All stories have protagonists, but not all of them have heroes. Sometimes the protagonist of the story is an anti-hero, or even someone the reader doesn’t like. But the hero is the one we always want to win.
Heroes demonstrate the qualities we most admire: courage, determination, loyalty, nobility of nature, selflessness, conviction, and perseverance—to name a few. They are skilled at what they do, or are destined to become skilled in order to achieve their goals. Think of Harry Potter who, as a 12-year-old, isn’t capable of defeating Voldemort. However, he has a destiny and must grow and hone his skills through experience before he can defeat his adversary. In the meantime, or the 6 books leading to the finale, Harry goes on many quests, accomplishes many small wins, and makes many friends that teach him what he needs to know in order to achieve his main goal. The Harry Potter series follows the hero’s journey almost to the letter. As does Star Wars, The Lord of the Rings, and many, many other popular stories. One could argue that their popularity is a result of the fact that they impact us on a deep cultural level that resonates with the archetypes introduced in mythology.

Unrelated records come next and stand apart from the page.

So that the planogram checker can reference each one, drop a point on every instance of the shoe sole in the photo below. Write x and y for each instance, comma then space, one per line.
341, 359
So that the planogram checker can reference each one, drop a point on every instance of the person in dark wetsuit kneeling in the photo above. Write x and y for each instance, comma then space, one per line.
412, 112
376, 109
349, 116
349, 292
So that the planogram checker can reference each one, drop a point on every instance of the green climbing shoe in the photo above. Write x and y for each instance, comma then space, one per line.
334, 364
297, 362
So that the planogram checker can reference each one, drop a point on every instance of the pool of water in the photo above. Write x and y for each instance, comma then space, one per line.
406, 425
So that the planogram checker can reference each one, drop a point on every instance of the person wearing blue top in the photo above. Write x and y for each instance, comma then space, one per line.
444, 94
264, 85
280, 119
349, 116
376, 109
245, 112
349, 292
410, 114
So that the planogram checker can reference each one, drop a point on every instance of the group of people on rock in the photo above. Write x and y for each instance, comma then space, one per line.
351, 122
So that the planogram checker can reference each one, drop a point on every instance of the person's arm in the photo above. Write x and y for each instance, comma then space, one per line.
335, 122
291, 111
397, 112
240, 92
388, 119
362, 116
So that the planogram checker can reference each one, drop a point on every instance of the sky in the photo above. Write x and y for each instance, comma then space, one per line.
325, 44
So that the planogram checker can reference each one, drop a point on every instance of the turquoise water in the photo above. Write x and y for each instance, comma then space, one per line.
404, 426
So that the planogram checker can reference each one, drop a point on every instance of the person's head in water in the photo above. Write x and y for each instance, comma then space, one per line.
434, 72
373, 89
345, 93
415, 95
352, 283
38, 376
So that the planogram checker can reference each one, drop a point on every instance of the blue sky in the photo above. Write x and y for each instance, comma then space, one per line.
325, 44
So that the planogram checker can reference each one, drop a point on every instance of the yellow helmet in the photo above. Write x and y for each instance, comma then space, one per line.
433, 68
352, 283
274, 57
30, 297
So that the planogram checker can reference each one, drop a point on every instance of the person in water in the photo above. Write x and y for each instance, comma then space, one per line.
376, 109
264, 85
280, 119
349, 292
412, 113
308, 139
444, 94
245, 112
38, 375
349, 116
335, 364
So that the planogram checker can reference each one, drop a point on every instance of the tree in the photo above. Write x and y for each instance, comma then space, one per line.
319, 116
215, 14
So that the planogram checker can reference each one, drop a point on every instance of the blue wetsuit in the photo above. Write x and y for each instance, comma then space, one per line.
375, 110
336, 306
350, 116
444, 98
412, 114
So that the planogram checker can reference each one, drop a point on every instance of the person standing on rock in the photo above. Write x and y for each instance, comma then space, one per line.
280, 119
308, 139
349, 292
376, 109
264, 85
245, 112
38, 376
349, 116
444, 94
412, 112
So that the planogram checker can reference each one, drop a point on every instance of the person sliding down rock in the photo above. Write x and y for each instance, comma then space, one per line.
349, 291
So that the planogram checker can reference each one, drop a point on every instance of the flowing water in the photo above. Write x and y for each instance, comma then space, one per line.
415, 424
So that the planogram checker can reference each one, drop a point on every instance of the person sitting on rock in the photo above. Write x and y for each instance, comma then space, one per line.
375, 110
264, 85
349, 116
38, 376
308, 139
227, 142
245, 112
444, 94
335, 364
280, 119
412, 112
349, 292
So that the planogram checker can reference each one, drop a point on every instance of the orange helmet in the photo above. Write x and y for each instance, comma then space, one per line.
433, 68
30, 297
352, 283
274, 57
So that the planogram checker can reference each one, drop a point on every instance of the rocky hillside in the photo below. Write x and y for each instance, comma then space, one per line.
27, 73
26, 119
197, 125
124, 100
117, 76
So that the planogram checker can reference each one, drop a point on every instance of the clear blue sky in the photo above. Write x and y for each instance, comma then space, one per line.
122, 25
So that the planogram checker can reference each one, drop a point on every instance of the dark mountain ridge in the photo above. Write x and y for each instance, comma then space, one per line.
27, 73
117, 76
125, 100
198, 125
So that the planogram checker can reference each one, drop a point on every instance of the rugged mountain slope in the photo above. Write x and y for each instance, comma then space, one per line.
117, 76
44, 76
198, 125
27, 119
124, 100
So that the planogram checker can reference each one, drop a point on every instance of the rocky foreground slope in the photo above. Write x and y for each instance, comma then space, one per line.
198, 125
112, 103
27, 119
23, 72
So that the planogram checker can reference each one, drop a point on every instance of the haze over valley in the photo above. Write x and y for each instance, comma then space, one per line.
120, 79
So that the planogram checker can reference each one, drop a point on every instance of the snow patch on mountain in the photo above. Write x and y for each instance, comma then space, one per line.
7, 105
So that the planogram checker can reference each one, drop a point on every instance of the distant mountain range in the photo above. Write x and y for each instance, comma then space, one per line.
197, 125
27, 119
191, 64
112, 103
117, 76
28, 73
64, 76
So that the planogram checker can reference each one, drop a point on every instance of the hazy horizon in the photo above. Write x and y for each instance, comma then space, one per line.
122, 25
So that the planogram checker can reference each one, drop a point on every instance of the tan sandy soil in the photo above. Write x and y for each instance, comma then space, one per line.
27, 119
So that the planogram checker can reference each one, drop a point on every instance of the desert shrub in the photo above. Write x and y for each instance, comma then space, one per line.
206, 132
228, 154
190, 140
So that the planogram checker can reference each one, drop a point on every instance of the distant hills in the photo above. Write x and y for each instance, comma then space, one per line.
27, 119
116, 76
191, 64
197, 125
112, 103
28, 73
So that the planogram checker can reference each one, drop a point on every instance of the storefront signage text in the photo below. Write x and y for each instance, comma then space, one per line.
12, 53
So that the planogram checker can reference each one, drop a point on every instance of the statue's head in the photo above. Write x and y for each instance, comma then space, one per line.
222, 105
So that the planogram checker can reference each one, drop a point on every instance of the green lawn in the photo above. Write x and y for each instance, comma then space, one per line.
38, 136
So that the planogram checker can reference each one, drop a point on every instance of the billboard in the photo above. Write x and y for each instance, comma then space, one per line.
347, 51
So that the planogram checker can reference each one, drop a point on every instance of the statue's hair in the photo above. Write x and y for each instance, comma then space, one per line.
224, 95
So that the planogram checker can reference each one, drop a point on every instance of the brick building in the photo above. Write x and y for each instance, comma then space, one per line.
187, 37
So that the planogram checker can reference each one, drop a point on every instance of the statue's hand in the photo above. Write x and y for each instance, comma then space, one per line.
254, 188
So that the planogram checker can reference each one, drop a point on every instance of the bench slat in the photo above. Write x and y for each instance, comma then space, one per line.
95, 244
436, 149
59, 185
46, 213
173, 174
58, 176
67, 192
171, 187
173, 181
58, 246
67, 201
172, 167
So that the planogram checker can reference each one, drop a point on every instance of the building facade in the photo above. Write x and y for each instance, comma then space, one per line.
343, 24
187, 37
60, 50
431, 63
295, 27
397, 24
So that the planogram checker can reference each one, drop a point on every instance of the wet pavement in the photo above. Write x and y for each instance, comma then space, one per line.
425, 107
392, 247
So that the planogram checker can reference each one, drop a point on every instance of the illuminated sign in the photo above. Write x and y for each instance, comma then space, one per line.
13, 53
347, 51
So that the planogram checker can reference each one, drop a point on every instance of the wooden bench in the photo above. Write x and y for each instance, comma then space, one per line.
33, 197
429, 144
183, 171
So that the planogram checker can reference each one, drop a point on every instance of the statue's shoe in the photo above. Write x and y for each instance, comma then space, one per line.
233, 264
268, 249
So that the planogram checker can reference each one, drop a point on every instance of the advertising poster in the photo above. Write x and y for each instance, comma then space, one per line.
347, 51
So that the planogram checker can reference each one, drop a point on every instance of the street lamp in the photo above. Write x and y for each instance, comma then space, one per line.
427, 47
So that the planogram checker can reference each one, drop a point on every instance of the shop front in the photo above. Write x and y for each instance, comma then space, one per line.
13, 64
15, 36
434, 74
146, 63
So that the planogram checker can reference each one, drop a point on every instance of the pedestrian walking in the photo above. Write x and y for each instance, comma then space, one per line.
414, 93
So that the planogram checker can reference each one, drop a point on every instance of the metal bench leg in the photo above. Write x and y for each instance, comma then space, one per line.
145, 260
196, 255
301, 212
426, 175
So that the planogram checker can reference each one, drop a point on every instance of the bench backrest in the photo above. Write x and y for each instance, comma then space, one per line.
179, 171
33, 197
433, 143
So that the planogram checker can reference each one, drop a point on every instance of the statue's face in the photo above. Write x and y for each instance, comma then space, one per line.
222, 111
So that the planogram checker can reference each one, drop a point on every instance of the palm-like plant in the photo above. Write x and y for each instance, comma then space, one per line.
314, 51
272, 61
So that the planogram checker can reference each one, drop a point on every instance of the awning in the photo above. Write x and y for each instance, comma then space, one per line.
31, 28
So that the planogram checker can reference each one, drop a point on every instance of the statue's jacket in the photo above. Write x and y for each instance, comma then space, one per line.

The steps of the hero’s journey are as follows:
- Call to adventure
- Crossing the Threshold
- Challenges and Temptations
- Entering the Abyss (facing death and rebirth)
- Atonement (realizing that something must change)
- Return with a gift
In these myths, Heroes are traditionally reluctant. Thus, they each receive a call to adventure. This call appeals to what they believe in, so that they become willing to face their greatest fears or even death itself to achieve their goals. This is how, as storytellers, we introduce the quality of courage, that the hero will need throughout the journey, for it takes courage to cross the threshold—especially when there are threshold guardians, or characters that remind the hero how dangerous the journey is.
Once the threshold is crossed, the hero meets helpers and mentors along the way. As the hero makes friends along the way, we learn of his or her loyalty and bravery in defending those friends.
As the hero is challenged and tempted, he or she demonstrates the qualities of determination and perseverance. It is here where they firm up with their goal.
As the hero enters the abyss, we learn of his or her selflessness and conviction as he or she faces losing something he or she values most. The hero could face death itself or a fate worse than death.
In the Atonement stage, the hero learns humility. And then the hero returns with the gift of their learning.
I’ve just touched on a few qualities of a hero and how the story structure itself introduces these qualities. Can you think of other ways the hero’s journey story structure itself demonstrates the hero’s qualities? Or other qualities of a hero that I’ve missed?